Tourism decline continues

Meanwhile, Cuba continues to suffer from a decline in tourism—especially from Russia, which had come to the rescue after the pandemic and amid closer ties between the two countries that brought bilateral agreements, direct flights, and active promotion of Cuba as a Caribbean destination for Russian travelers.

Nevertheless, the National Office of Statistics and Information (ONEI) reported that between January and July 2025, only 71,797 Russian tourists arrived, a 41.8% decrease compared to the same period last year, when there were 123,351.

Overall, between January and July 2025, Cuba received 1,123,987 international visitors—a 23.2% decline compared to the same period in 2024 (338,922 fewer tourists), with Russians accounting for the largest share of the drop.

Canada remains the leading market but also saw a 23.1% decrease, making it difficult to reach the projected goal of 2.6 million visitors this year.

Even specialists doubt whether Cuba will reach the 2.2 million visitors recorded in 2024—a figure already considered one of the worst in 17 years, excluding the Covid-19 pandemic years.

If the main engine of the Cuban economy doesn’t deliver as expected, it is logical to foresee a worsening of the overall situation, where citizens increasingly depend on money or goods sent by relatives abroad—mainly from the United States.
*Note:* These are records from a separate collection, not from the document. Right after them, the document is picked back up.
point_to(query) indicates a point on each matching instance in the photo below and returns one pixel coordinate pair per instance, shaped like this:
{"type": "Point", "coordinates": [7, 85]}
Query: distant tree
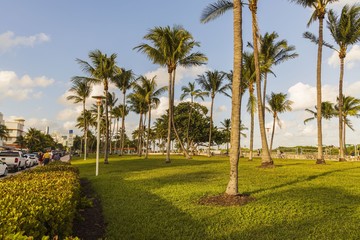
{"type": "Point", "coordinates": [171, 47]}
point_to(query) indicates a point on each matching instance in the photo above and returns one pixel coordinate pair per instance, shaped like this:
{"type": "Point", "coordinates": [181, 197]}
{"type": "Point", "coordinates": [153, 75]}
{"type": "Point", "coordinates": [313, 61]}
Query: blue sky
{"type": "Point", "coordinates": [40, 40]}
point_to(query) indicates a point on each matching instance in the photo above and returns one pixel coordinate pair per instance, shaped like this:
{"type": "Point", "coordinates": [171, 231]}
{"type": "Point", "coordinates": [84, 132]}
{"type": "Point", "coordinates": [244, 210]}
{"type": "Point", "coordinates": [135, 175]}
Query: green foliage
{"type": "Point", "coordinates": [40, 202]}
{"type": "Point", "coordinates": [297, 199]}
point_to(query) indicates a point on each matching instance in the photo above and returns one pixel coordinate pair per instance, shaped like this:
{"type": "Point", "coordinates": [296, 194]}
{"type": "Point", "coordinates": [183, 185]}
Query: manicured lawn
{"type": "Point", "coordinates": [148, 199]}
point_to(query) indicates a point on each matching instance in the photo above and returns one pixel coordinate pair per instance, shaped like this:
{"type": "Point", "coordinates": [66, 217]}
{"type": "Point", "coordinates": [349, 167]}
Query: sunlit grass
{"type": "Point", "coordinates": [148, 199]}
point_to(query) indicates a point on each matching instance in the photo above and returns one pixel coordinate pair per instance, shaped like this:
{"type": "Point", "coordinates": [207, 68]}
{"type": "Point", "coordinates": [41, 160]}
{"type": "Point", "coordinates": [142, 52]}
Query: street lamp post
{"type": "Point", "coordinates": [98, 103]}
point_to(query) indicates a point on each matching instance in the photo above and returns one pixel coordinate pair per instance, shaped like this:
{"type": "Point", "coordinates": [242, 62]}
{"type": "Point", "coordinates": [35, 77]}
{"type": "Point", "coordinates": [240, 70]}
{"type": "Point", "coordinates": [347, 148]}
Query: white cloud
{"type": "Point", "coordinates": [304, 95]}
{"type": "Point", "coordinates": [11, 86]}
{"type": "Point", "coordinates": [162, 76]}
{"type": "Point", "coordinates": [8, 40]}
{"type": "Point", "coordinates": [352, 57]}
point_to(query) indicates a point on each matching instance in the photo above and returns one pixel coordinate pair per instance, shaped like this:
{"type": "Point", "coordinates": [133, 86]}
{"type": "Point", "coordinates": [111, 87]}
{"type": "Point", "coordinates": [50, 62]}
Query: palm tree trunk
{"type": "Point", "coordinates": [85, 132]}
{"type": "Point", "coordinates": [106, 146]}
{"type": "Point", "coordinates": [123, 125]}
{"type": "Point", "coordinates": [172, 118]}
{"type": "Point", "coordinates": [252, 120]}
{"type": "Point", "coordinates": [168, 142]}
{"type": "Point", "coordinates": [341, 127]}
{"type": "Point", "coordinates": [188, 127]}
{"type": "Point", "coordinates": [232, 186]}
{"type": "Point", "coordinates": [266, 157]}
{"type": "Point", "coordinates": [320, 158]}
{"type": "Point", "coordinates": [140, 136]}
{"type": "Point", "coordinates": [211, 116]}
{"type": "Point", "coordinates": [272, 134]}
{"type": "Point", "coordinates": [148, 137]}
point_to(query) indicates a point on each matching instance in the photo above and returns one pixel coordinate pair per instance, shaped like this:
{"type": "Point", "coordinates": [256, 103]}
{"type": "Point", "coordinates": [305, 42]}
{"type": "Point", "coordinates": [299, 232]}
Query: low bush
{"type": "Point", "coordinates": [40, 202]}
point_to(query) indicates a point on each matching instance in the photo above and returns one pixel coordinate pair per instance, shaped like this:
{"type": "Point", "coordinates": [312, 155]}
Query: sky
{"type": "Point", "coordinates": [41, 40]}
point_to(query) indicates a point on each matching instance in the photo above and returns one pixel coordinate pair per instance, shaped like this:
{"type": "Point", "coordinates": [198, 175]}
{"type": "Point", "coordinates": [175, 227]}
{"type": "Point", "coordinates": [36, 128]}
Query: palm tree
{"type": "Point", "coordinates": [212, 82]}
{"type": "Point", "coordinates": [327, 111]}
{"type": "Point", "coordinates": [277, 104]}
{"type": "Point", "coordinates": [81, 90]}
{"type": "Point", "coordinates": [319, 13]}
{"type": "Point", "coordinates": [149, 88]}
{"type": "Point", "coordinates": [345, 31]}
{"type": "Point", "coordinates": [4, 132]}
{"type": "Point", "coordinates": [194, 93]}
{"type": "Point", "coordinates": [212, 12]}
{"type": "Point", "coordinates": [171, 48]}
{"type": "Point", "coordinates": [124, 82]}
{"type": "Point", "coordinates": [273, 53]}
{"type": "Point", "coordinates": [351, 107]}
{"type": "Point", "coordinates": [102, 69]}
{"type": "Point", "coordinates": [266, 157]}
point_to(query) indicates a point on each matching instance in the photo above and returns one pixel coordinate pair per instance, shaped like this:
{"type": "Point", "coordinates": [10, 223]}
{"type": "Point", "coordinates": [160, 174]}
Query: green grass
{"type": "Point", "coordinates": [148, 199]}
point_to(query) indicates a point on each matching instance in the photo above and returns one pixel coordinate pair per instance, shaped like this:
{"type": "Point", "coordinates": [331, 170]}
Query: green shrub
{"type": "Point", "coordinates": [40, 202]}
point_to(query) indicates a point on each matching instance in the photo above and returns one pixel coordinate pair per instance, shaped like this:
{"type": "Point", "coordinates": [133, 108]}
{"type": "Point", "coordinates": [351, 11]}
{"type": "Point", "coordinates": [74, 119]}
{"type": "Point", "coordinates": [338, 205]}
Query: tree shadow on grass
{"type": "Point", "coordinates": [305, 213]}
{"type": "Point", "coordinates": [308, 178]}
{"type": "Point", "coordinates": [135, 213]}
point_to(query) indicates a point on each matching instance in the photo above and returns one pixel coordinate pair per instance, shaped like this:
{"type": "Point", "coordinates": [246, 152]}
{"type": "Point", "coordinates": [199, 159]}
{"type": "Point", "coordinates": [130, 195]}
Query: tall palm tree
{"type": "Point", "coordinates": [328, 111]}
{"type": "Point", "coordinates": [351, 107]}
{"type": "Point", "coordinates": [266, 157]}
{"type": "Point", "coordinates": [345, 30]}
{"type": "Point", "coordinates": [319, 13]}
{"type": "Point", "coordinates": [212, 12]}
{"type": "Point", "coordinates": [171, 47]}
{"type": "Point", "coordinates": [4, 132]}
{"type": "Point", "coordinates": [111, 98]}
{"type": "Point", "coordinates": [81, 90]}
{"type": "Point", "coordinates": [273, 53]}
{"type": "Point", "coordinates": [124, 81]}
{"type": "Point", "coordinates": [277, 104]}
{"type": "Point", "coordinates": [194, 93]}
{"type": "Point", "coordinates": [213, 82]}
{"type": "Point", "coordinates": [102, 69]}
{"type": "Point", "coordinates": [149, 88]}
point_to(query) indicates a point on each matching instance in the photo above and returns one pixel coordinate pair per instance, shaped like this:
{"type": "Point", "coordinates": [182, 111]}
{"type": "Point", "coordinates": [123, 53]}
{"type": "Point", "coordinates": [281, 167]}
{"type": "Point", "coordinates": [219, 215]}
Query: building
{"type": "Point", "coordinates": [16, 129]}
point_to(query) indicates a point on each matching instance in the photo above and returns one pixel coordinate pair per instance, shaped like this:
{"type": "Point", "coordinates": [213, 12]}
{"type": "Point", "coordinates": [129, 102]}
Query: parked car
{"type": "Point", "coordinates": [32, 160]}
{"type": "Point", "coordinates": [14, 160]}
{"type": "Point", "coordinates": [3, 169]}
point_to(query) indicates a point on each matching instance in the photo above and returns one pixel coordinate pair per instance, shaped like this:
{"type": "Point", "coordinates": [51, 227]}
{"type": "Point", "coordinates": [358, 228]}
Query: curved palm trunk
{"type": "Point", "coordinates": [106, 146]}
{"type": "Point", "coordinates": [252, 118]}
{"type": "Point", "coordinates": [140, 136]}
{"type": "Point", "coordinates": [272, 134]}
{"type": "Point", "coordinates": [320, 157]}
{"type": "Point", "coordinates": [264, 93]}
{"type": "Point", "coordinates": [85, 132]}
{"type": "Point", "coordinates": [172, 117]}
{"type": "Point", "coordinates": [266, 158]}
{"type": "Point", "coordinates": [148, 137]}
{"type": "Point", "coordinates": [232, 186]}
{"type": "Point", "coordinates": [341, 125]}
{"type": "Point", "coordinates": [123, 125]}
{"type": "Point", "coordinates": [188, 127]}
{"type": "Point", "coordinates": [168, 142]}
{"type": "Point", "coordinates": [211, 123]}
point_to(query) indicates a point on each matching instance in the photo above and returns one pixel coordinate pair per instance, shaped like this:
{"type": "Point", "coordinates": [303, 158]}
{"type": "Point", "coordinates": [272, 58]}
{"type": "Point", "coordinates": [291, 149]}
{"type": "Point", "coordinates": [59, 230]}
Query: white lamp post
{"type": "Point", "coordinates": [98, 103]}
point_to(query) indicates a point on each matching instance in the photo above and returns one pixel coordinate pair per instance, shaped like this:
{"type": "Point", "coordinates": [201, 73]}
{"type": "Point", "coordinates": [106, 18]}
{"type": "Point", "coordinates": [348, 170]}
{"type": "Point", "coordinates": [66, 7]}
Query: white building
{"type": "Point", "coordinates": [16, 129]}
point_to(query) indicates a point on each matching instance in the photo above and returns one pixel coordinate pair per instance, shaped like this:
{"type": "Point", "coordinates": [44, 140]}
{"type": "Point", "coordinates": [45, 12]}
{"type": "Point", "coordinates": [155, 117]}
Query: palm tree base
{"type": "Point", "coordinates": [320, 161]}
{"type": "Point", "coordinates": [267, 164]}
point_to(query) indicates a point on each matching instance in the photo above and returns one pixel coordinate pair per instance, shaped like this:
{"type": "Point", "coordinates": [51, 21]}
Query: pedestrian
{"type": "Point", "coordinates": [47, 157]}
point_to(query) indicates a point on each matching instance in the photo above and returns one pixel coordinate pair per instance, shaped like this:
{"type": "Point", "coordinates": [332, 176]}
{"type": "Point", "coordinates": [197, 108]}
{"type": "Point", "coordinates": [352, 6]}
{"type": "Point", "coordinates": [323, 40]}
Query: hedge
{"type": "Point", "coordinates": [40, 202]}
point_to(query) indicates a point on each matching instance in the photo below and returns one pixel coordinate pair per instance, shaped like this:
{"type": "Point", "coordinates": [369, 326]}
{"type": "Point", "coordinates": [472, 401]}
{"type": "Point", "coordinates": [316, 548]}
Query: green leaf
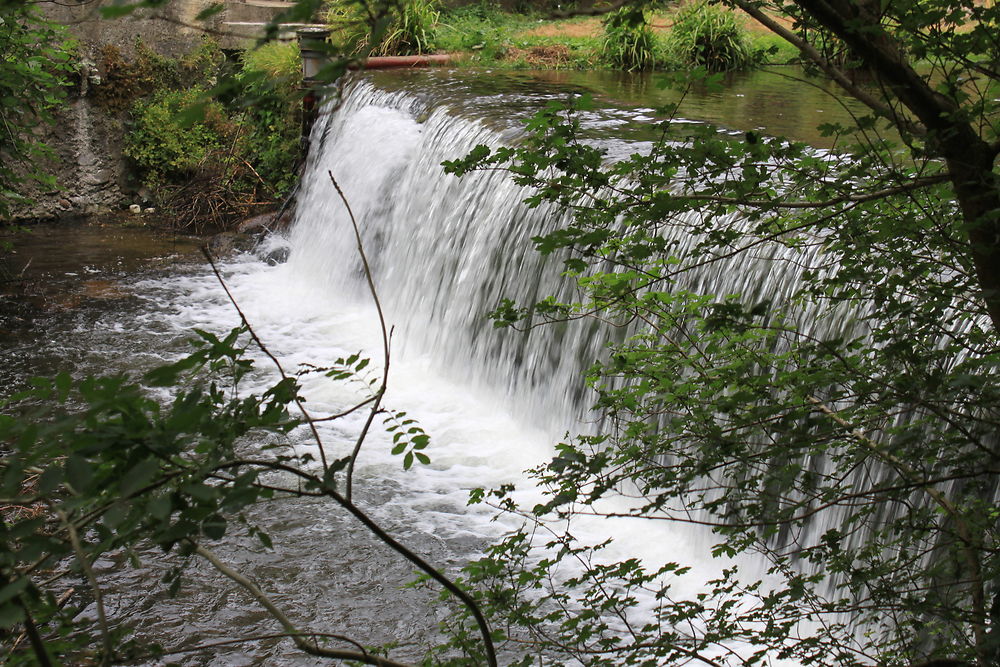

This is why the call circulating in Miami to stop sending remittances is gaining traction, urging people to cut off this lifeline because, one way or another, those dollars end up in the hands of the dictatorship, though people find countless unofficial ways to send money anyway.

It is the classic dilemma faced by Cuban emigrants for decades: help the family or cut off the regime. The government masks its role in remittance and package agencies, but everyone knows that in this country, you have no choice but to go through them, as the saying goes. You can send a few dollars to your family through third parties, but not food packages, power generators, or motorcycles, for example.

Thus, the resilience of the Cuban people is tested daily, suffocated by their harsh reality yet fearful of the regime’s fierce repression of any hint of a popular uprising, knowing that such an uprising is the only thing that could remove it from power.